In both Europe and the United States, several texts are currently under discussion that will have major impacts on the global cloud landscape, with practical implications for the technological choices of European organizations. Now more than ever, decision-makers need to adopt a global approach to risk management in order to anticipate change.
The European Union is trying to obtain its Member States’ agreement on a European certification scheme, and to harmonize the various national “trusted cloud” certifications, such as SecNumCloud, supported by ANSSI in France. The aim is to provide a clear and harmonized level of trust for all European organizations that use cloud services, and less complexity for operators subject to fragmented performance requirements that differ from one Member State to another.
However, the issues at stake in this scheme are far more political than technical with regard to immunity to extraterritorial laws. The inclusion of such a clause, as in the French SecNumCloud (v3.2), will play a pivotal role in the development of the cloud market in Europe.
In the United States, the extension of section 702 of the Foreign Intelligence Surveillance Act (FISA) until April 2024, and the uncertainties surrounding future changes – with two texts under discussion as potential replacements – adds another layer of complexity and uncertainty. As a reminder, FISA governs procedures for the physical and electronic surveillance of foreign natural and legal persons. Amended in 2008, it allows the US government, via Section 702, to monitor electronic communications abroad with the mandatory assistance of service providers.
Section 702 owes its fame to the Edward Snowden affair, which revealed the existence of several mass surveillance programs, such as PRISM, which enabled the NSA to access the communications of foreign Internet users located outside the United States – all through companies like Microsoft, Apple, Google, Facebook and Skype.
Section 702 has a direct impact on cloud players, as it allows the US government to ask these “electronic communication service providers” (ECSPs) to disclose the information they host. Access to information requested by the US authorities is not limited to servers located in the United States, but to all servers operated by service providers domiciled in the United States. The question of the location of the hosting operation therefore affords no protection.

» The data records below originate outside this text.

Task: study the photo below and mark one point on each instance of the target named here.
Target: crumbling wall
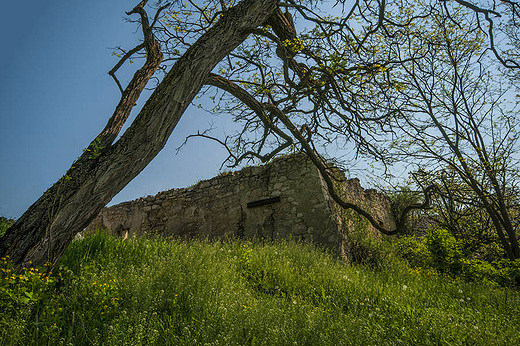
(286, 198)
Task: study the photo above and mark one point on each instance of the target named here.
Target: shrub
(440, 251)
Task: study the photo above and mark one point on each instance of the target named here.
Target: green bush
(440, 251)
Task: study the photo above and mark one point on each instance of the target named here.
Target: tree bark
(45, 230)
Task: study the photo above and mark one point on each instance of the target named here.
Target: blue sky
(56, 95)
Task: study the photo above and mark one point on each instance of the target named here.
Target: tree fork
(45, 230)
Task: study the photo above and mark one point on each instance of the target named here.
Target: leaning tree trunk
(44, 231)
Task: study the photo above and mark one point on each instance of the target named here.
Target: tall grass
(155, 291)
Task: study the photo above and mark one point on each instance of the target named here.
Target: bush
(440, 251)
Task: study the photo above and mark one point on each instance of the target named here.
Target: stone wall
(286, 198)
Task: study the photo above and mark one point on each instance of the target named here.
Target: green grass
(170, 292)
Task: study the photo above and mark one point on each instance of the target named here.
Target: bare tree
(43, 232)
(342, 81)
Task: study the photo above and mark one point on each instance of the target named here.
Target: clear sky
(56, 95)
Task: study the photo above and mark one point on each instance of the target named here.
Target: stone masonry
(286, 198)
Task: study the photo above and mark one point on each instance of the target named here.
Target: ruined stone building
(286, 198)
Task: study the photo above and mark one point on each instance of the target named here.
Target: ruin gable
(286, 198)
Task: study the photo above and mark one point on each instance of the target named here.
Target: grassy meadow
(157, 291)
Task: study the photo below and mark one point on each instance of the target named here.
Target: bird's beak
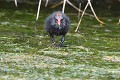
(58, 22)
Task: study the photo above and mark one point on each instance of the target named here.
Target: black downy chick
(57, 24)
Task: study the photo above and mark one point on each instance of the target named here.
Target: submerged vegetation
(26, 52)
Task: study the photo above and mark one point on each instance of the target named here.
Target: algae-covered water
(26, 53)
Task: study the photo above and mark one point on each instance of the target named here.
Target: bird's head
(58, 18)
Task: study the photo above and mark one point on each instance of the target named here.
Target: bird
(57, 24)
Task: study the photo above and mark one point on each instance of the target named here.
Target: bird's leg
(52, 39)
(62, 40)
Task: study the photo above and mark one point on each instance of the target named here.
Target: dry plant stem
(46, 3)
(81, 17)
(79, 11)
(89, 3)
(38, 10)
(64, 6)
(16, 3)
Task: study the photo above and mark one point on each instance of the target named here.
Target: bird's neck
(57, 26)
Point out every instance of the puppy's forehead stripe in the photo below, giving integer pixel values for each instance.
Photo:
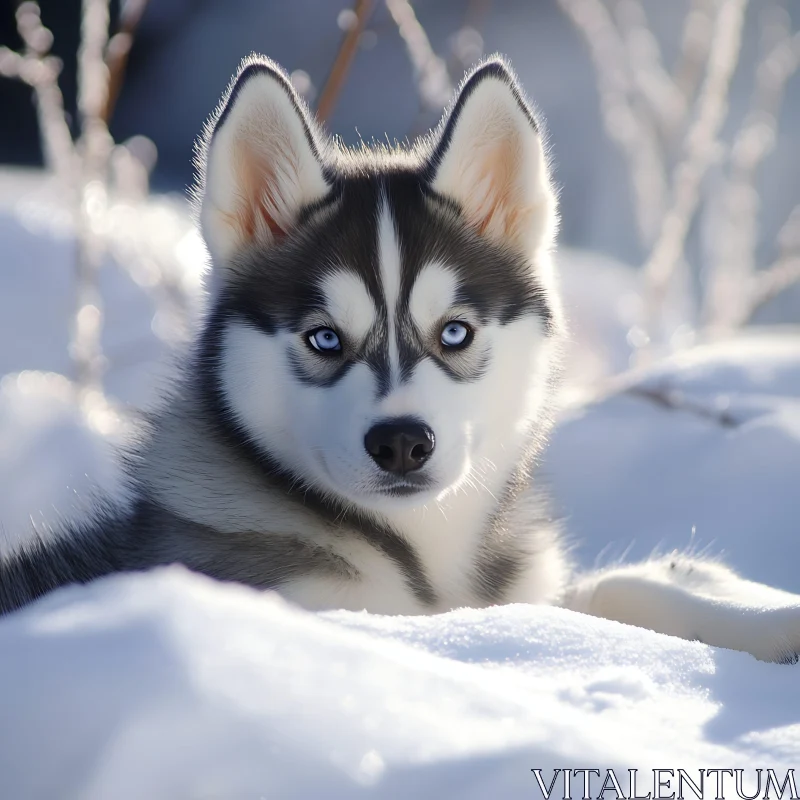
(349, 303)
(432, 295)
(389, 265)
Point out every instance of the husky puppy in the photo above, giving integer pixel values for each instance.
(358, 422)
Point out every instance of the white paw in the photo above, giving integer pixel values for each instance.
(770, 634)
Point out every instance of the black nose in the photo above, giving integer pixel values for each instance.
(400, 446)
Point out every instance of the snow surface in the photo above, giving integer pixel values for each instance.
(716, 471)
(168, 685)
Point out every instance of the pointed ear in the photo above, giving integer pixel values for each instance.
(490, 159)
(260, 162)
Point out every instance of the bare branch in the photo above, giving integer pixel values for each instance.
(344, 59)
(675, 400)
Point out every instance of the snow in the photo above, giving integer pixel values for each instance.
(632, 476)
(168, 685)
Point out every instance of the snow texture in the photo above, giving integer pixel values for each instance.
(171, 686)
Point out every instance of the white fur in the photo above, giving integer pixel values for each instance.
(495, 167)
(695, 599)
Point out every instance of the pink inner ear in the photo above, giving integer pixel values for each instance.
(498, 207)
(259, 206)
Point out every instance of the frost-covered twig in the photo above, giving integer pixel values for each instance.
(40, 71)
(83, 166)
(625, 119)
(666, 102)
(95, 147)
(698, 26)
(735, 288)
(362, 10)
(119, 49)
(700, 150)
(768, 283)
(433, 80)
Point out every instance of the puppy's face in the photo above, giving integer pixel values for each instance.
(384, 324)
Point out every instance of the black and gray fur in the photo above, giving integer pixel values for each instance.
(194, 438)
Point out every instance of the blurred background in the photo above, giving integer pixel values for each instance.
(673, 131)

As far as encryption is concerned, there are many doubts about its actual ability to provide effective protection, as illustrated by the claim that US agencies have the capacity and computing power to infiltrate any encryption solutions. To quote the French Member of Parliament Philippe Latombe: “Encryption is a bit like putting an armored door on your apartment. It’s harder to break down, but you can still get in.” And beyond encryption, what about the management of the risks of technological independence? The Americans have already demonstrated their ability to react forcefully to trade and political disputes by denying China access to the semiconductor market. Is a scenario in which the United States taxes or even shuts down US services to Europeans really inconceivable? What about after the next US presidential election?
2024 is the year of an increasingly shared realization that we can no longer neglect these regulatory issues. Cloud projects, along with data, AI and cyber projects, can no longer be seen as purely technological issues. They are also regulatory and strategic.
Current and future regulations, and the toing and froing between the United States and Europe – as evidenced by the third version of the agreement on data transfers, which is already back before the European Court of Justice – are creating a gray area, rendered all the more complex and opaque by the fact that technological innovations are likely to make the regulatory environment obsolete.
Take, for example, the right to be forgotten, enshrined in European law on generative AI, which is trained by inputting massive volumes of data. What happens to your right to be forgotten when your data has been absorbed by a generative AI? By its very nature, an artificial intelligence is incapable of forgetting.
All these questions remind us that in addition to major technological upheavals, we are also confronted with crucial political and strategic choices. With the European elections just around the corner, it is high time these issues were given their rightful place in the campaign. The greatest danger of all would be to do nothing.